Case-Shiller ETFs Bite The Dust (UMM, DMM)

December 28, 2009 by Douglas A. McIntyre

The death of an ETF is generally viewed as a failure or as an ill omen for other related ETF’s.  Today that is not the case despite the death of two exchange traded products.  Today was supposed to be the final trading day of the MacroShares Major Metro Housing Up Trust (NYSE: UMM) and MacroShares Major Metro Housing Down Trust (NYSE: DMM).  These are, ergo were, the two ETF products geared toward tracking home prices in the United States.


The underlying value of the trusts will be determined based on the November 24, 2009 release of the Reference Value of the S&P/Case-Shiller Composite-10 Home Price Index, plus or minus any interest and expenses accrued in the trust for the period.    MacroShares Housing Depositor has confirmed via press release that today was the final day of trading for these exchange traded products.

On January 6th, a final distribution payment will be made to the UMM and DMM shareholders of record as of December 31st based on the underlying value of the Up and Down MacroShares Trusts.

Most will agree that these ETF products were not at all useful and not at all successful.  The “Housing UP” or UMM ETF traded very low volume and even managed to go three consecutive days this month with no shares traded at all.  There were only three days in the last 90 days where this traded over 10,000 shares in one day and the initial momentum of the ETF launch in late June was never sustained.   The “Housing Down” of the “DMM” also only had three days in the last 90 with volume over 10,000 shares in a day.  This volume here also never really took off or kept its early momentum.

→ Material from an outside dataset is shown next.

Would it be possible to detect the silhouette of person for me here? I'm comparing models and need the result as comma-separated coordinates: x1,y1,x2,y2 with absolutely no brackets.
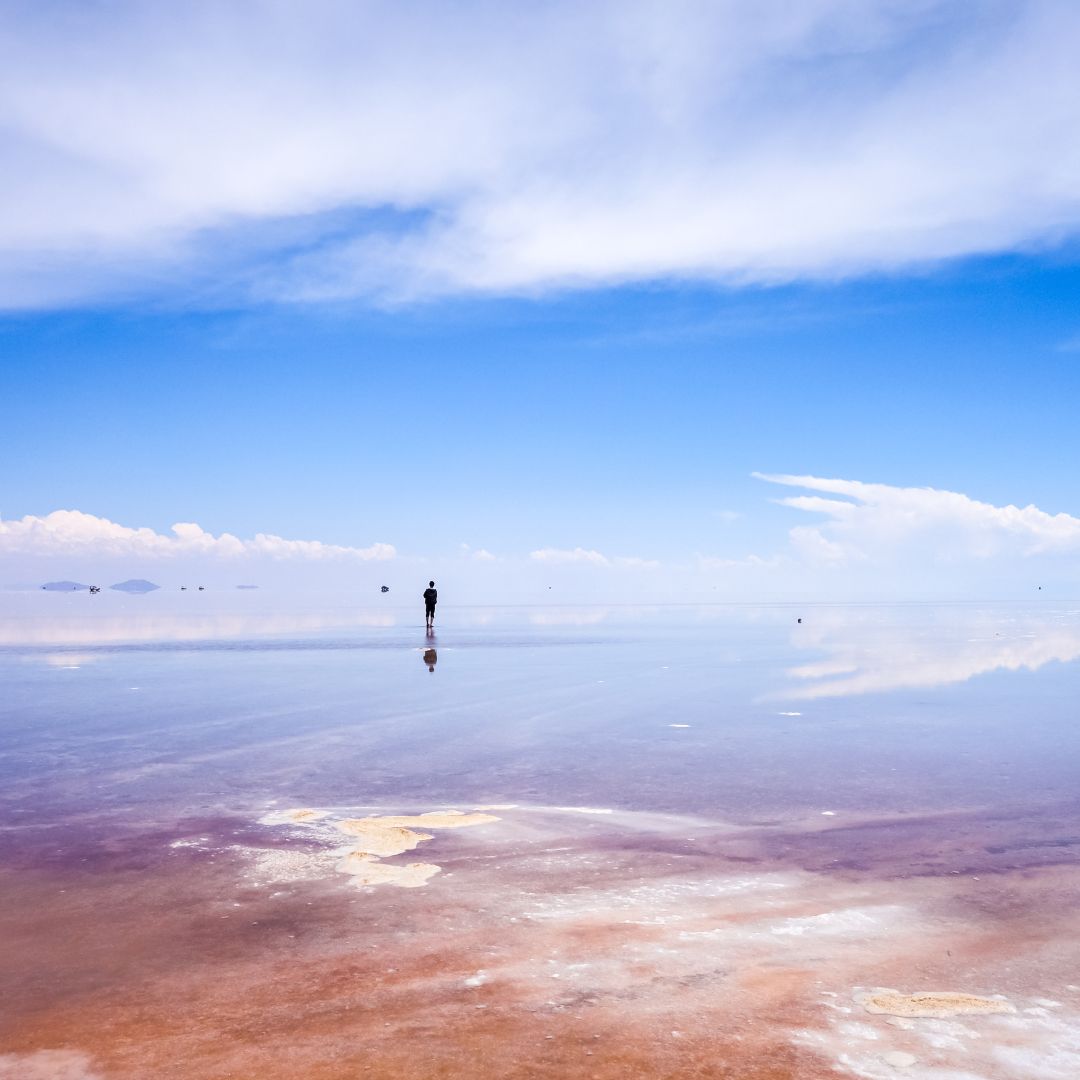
423,580,437,627
422,647,437,672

Whether you agree with them or not is another issue, but RealMoney noted these as “two dangerous ETFs closed” and MarketWatch wrote “Shed no tears for departed funds.”

Not all ETF and ETN products are good.  There are hundreds and hundreds of ETF and ETN products which are listed on NYSE, AMEX, and NASDAQ now.  Some big traditional investors love the instruments and some hate them.  You can expect more and more of the lackluster products not making the cut in trading volume and/or in tracking the actual index to see their demise in 2010.